History jokes
The thing about 9/11 and the jokes about it, for most people it flew over their head, for some it flew into their head.
Teacher: Tell me a moral story.
Little Johnny: Once my grandfather was in WW2. He saw everyone praising to kill him. For example, we should sneak up and kill him. We get the helicopter above and shoot him from there. My grandfather heard this, he got his gun and shot them all.
Teacher: What is the moral even?
Little Johnny: Never plan to kill my grandfather.
What do I think about the Kennedy assassination?
First of all, he should have had a roof on that car.

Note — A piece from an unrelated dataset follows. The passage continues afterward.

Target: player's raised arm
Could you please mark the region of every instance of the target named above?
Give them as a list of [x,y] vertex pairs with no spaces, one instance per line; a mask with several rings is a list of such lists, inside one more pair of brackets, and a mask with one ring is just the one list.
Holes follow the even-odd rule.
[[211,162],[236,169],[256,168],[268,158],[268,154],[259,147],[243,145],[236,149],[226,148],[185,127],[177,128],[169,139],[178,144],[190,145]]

It would have been better if Martin Luther King didn’t have a dream.
You know, for his sake.
Ever heard of the game T.T.2: 9/11? That game was bomb.
How old are 9/11 victims?
"There, toddlers, here come the airplane!"
Did you know the Bible has a passage about killing babies by smashing them against rocks?
That's probably because microwaves hadn't been invented yet.
Why do we not have female magicians? Because last time we had them, we burned them alive.
What do Rubik's cubes and melons have in common?
They have a history of separating colors.
My great grandpa killed Hitler.
My dad died in 9/11. He was the best pilot.
What was the last thing that went through the 9/11 jumpers' heads?
Their ankles.
What did the Brit say to the American?
Well here comes fascism.
The Statue of Liberty is French; she ain't even American. Deport that bitch!
See the lies.
The Romans conquered Africa, they conquered Europe, they conquered Britain, then they stopped. They probably ran out of conkers.
What did the Roman say to the gladiator?
See you later, gladiator.
Hippity hoppity, women are property.
I visited the 9/11 memorial, that was bomb just like the towers.
My mom told me we were flying to a building to see my aunt. I wondered, "Are we about to relive 9/11?"